By the way, there was recently a HN submission about a project studying using diffusion models rather than LLM for token prediction. With diffusion, tokens aren't predicted strictly left to right any more; there can be gaps that are backfilled. But: it's still essentially the same, I think. Once that type of model settles on a given token at a given position, it commits to that. Just more possible permutations of the token filling sequence have ben permitted.

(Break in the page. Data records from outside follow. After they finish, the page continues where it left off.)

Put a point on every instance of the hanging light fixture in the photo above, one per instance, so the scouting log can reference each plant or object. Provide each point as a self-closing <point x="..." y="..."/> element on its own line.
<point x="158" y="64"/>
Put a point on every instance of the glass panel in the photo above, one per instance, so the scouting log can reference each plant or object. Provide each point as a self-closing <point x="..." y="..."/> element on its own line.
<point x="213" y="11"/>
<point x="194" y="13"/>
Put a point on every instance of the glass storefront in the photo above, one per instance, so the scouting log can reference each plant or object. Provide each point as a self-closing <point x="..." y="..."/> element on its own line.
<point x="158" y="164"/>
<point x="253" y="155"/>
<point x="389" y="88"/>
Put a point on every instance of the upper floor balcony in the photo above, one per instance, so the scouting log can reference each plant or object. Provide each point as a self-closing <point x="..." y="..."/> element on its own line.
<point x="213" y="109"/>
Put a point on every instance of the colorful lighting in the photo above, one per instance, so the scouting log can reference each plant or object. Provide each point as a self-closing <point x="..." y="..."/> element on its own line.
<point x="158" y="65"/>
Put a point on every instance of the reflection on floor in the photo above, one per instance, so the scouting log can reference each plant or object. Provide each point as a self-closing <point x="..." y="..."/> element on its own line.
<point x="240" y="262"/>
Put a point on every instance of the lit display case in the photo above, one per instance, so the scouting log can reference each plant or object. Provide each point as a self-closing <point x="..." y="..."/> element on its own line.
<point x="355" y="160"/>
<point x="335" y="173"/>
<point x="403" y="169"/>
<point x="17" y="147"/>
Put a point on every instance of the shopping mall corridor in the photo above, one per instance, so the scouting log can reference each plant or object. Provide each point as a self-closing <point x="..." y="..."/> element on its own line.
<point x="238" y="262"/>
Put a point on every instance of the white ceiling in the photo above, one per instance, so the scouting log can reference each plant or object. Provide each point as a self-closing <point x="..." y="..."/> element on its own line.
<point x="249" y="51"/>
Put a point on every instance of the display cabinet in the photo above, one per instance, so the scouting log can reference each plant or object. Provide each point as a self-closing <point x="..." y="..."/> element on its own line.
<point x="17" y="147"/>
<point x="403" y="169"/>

That's a really interesting point about committing to words one by one. It highlights how fundamentally different current LLM inference is from human thought, as you pointed out with the scene description analogy. You're right that it feels odd, like building something brick by brick without seeing the final blueprint. To add to this, most text-based LLMs do currently operate this way. However, there are emerging approaches challenging this model. For instance, Inception Labs recently released "Mercury," a text-diffusion coding model that takes a different approach by generating responses more holistically. It’s interesting to see how these alternative methods address the limitations of sequential generation and could potentially lead to faster inference and better contextual coherence. It'll be fascinating to see how techniques like this evolve!
But as I noted yesterday in a follow-up comment to my own above, the diffusion-based approaches to text response generation still generate tokens one at a time. Just not in strict left-to-right order. So that looks the same; they commit to a token in some position, possibly preceded by gaps, and then calculate more tokens,
When a LLM outputs a word, it commits to that word, without knowing what the next word is going to be. Commits meaning once it settles on that token, it will not backtrack.
That is kind of weird. Why would you do that, and how would you be sure?
People can sort of do that too. Sometimes?
Say you're asked to describe a 2D scene in which a blue triangle partially occludes a red circle.
Without thinking about the relationship of the objects at all, you know that your first word is going to be "The" so you can output that token into your answer. And then that the sentence will need a subject which is going to be "blue", "triangle". You can commit to the tokens "The blue triangle" just from knowing that you are talking about a 2D scene with a blue triangle in it, without considering how it relates to anything else, like the red circle. You can perhaps commit to the next token "is", if you have a way to express any possible relationship using the word "to be", such as "the blue circle is partially covering the red circle".
I don't think this analogy necessarily fits what LLMs are doing.